Monday, July 30, 2012

Peru and Chile, At It Again


If you ever thought the rivalry between the Pisco-producing nations was a lot of hype, attending the Tales of the Cocktail seminar "Pisco Wars: Peru vs. Chile Since 1633," disabused you of that notion. Unlike many Tales panels, the event featured a minimum of brand tub-thumping, and actually featured some healthy debate, and not a little veiled animosity. Of the two parties, Charles de Bournet, representing Chile, was the more conciliatory. By the end of the talk, he was extending an olive branch to Peru, saying history was not as important as agreeing that both countries made fine Piscos, but of a different sort. Historian Guillermo Toro-Lira, arguing Peru's side, was having not of it. "Our stance is that there is only one Pisco," he said. When moderator Steve Olson challenged anyone to tell the different between Chilean Pisco (in which water can be added) and Peruvian Pisco (where water is forbidden) in a blind taste test, Toro-Lira said, "I'll take that challenge."

Here's my write-up for the New York Times:
The Pisco Wars
By Robert Simonson
In the spirits world, some disputes are eternal. Who started making whiskey first, the Irish or the Scots? Where did rum originate, Barbados or some other nation?
One of the fiercest surrounds pisco, the South American grape brandy. For years, Chile and Peru have fought tooth and nail over bragging rights as the true birthplace of the liquor.
“Pisco Wars: Peru vs. Chile Since 1633,” a seminar held Thursday at Tales of the Cocktail, the New Orleans liquor convention, did not pretend to settle the matter. “I am the impartial one. I am Switzerland between Chile and Peru,” said Steve Olson, the noted liquor educator who moderated that panel, which included representatives of both nations’ pisco industries. “These countries have been at each other’s throats for 400 years. We’re not going to solve your problem today.”
The seminar did, however, continue the argument. After a comparatively docile half hour in which audience members sipped and analyzed a quartet of pisco brands, the Lima-born and San Francisco-based pisco historianGuillermo Toro-Lira took the stage. He then presented, with dignified belligerence, a slide show of historical documents that backed his claim that pisco rightly belongs to Peru.
Peru’s claims to the spirit have long been rooted in the fact that it has a port town named Pisco. Mr. Toro-Lira displayed a 1788 history book entry that connected the spirit to the town, as well as English and American documents from the 1800s that identified pisco as a Peruvian product. He pointed out that mentions of Chilean pisco began to crop up only after the War of the Pacific in the late 19th century, which Chile won, sending Peru into decline. Suddenly, there were a great many piscos from Chile at the Buffalo Pan-American Exposition of 1901. (That exposition is chiefly remembered today for being the place where an assassin shot President McKinley.)
Charles de Bournet, the creator of the new Chilean pisco Kappa and a scion of the family that created Grand Marnier, rose to argue Chile’s side.

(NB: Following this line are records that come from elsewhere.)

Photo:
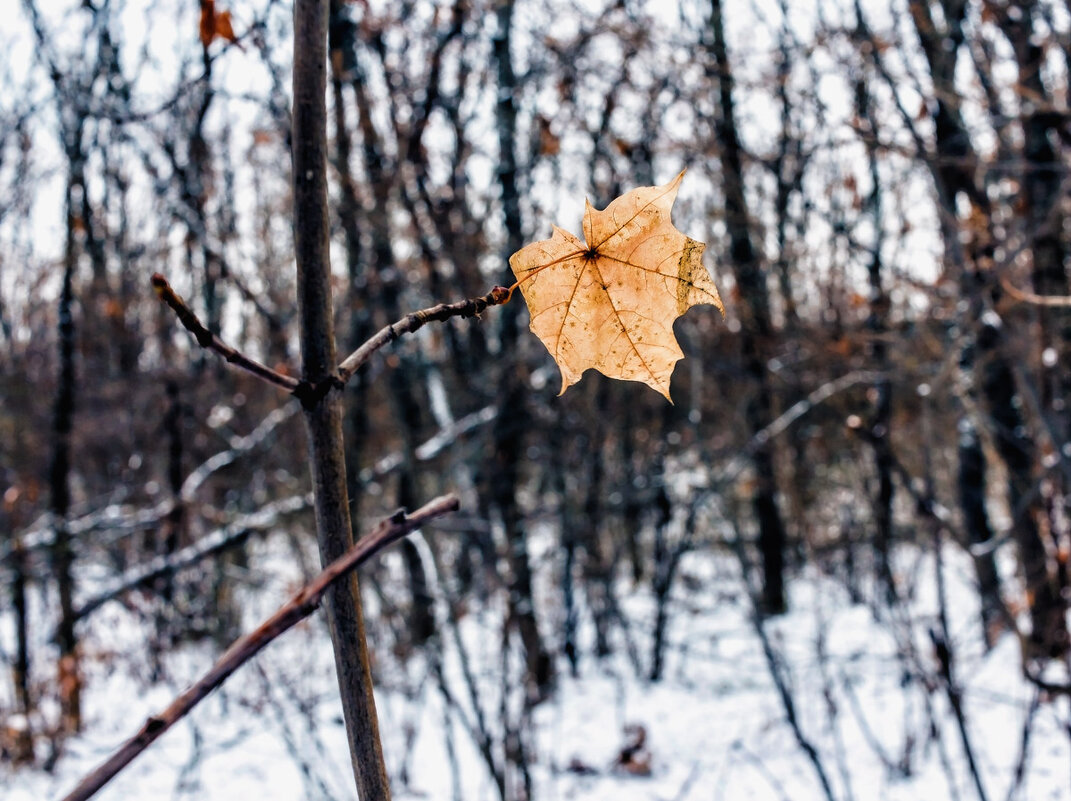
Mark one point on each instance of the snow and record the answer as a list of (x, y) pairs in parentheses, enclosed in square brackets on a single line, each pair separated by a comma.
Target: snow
[(715, 725)]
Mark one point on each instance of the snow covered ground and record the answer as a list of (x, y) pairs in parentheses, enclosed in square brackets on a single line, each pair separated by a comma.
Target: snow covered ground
[(865, 693)]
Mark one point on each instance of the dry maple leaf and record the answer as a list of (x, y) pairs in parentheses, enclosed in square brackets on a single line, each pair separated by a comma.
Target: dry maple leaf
[(611, 303)]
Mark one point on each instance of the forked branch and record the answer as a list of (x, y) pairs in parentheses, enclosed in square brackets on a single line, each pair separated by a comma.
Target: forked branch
[(303, 604), (305, 392), (209, 341), (415, 320)]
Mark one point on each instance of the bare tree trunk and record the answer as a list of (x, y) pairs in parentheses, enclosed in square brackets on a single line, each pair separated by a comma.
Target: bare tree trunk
[(513, 411), (757, 329), (993, 374), (323, 414), (59, 477), (20, 666)]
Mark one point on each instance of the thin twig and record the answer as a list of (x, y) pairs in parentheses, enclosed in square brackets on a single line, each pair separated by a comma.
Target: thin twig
[(303, 604), (1052, 301), (470, 307), (210, 342)]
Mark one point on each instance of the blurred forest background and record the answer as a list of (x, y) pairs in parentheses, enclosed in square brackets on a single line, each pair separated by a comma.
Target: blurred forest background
[(884, 189)]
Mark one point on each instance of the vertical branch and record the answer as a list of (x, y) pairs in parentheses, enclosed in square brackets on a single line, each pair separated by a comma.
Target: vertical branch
[(59, 480), (757, 329), (323, 416), (513, 414)]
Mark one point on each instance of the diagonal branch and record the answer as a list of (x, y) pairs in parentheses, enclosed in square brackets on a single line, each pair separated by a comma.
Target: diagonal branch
[(210, 342), (415, 320), (303, 604)]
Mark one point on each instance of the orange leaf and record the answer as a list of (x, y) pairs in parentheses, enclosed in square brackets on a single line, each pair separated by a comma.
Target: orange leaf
[(223, 27), (611, 303), (208, 21), (215, 24)]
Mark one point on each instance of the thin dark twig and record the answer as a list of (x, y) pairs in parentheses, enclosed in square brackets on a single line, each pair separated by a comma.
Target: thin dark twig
[(415, 320), (303, 604), (210, 342)]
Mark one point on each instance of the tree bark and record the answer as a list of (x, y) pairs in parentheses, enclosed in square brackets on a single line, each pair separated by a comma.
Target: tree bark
[(757, 329), (513, 417), (323, 416)]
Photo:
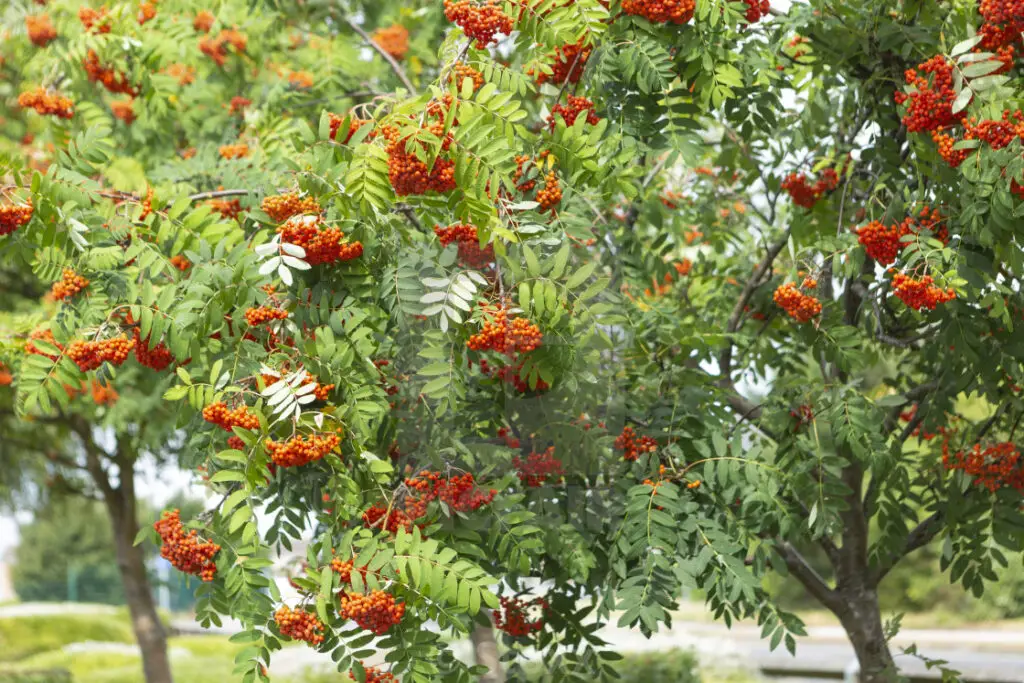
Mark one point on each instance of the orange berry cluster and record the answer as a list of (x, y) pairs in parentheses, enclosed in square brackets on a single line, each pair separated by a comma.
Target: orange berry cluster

He pointed out that the Viceroyalty of Peru, as defined by a 1542 map, encompassed both modern Chile and Peru, and much more territory besides, thus clouding the matter of where the liquor might have technically originated. “Everyone was sending their alcohol and wine to the international port of Pisco,” he said.
Mr. Toro-Lira did not leave this uncontested. “But the trade wasn’t to Pisco, it was from Pisco,” he said.
“You had your turn,” admonished Mr. Olson.
The audience included many Peruvians, who were demonstrably with Mr. Toro-Lira. At one point, a young man unfurled a large Peruvian flag and walked it through the audience.
A second unresolved question arose later in the session, regarding Pisco Punch, the storied cocktail that became internationally known as San Francisco’s refreshment of choice in the late 1800s, and then fell into obscurity after Prohibition. The true recipe is thought to have died with its inventor, Duncan Nicol. An audience member asked the panelists for their favored recipes for the punch.
“There’s no way I’m going to give you my recipe,” said Duggan McDonnell, owner of the San Francisco bar Cantina, which carries a great number of pisco brands.
Pressed on the point, he said, “You know what’s in Pisco Punch. Pineapple, lime, pisco … secrets.”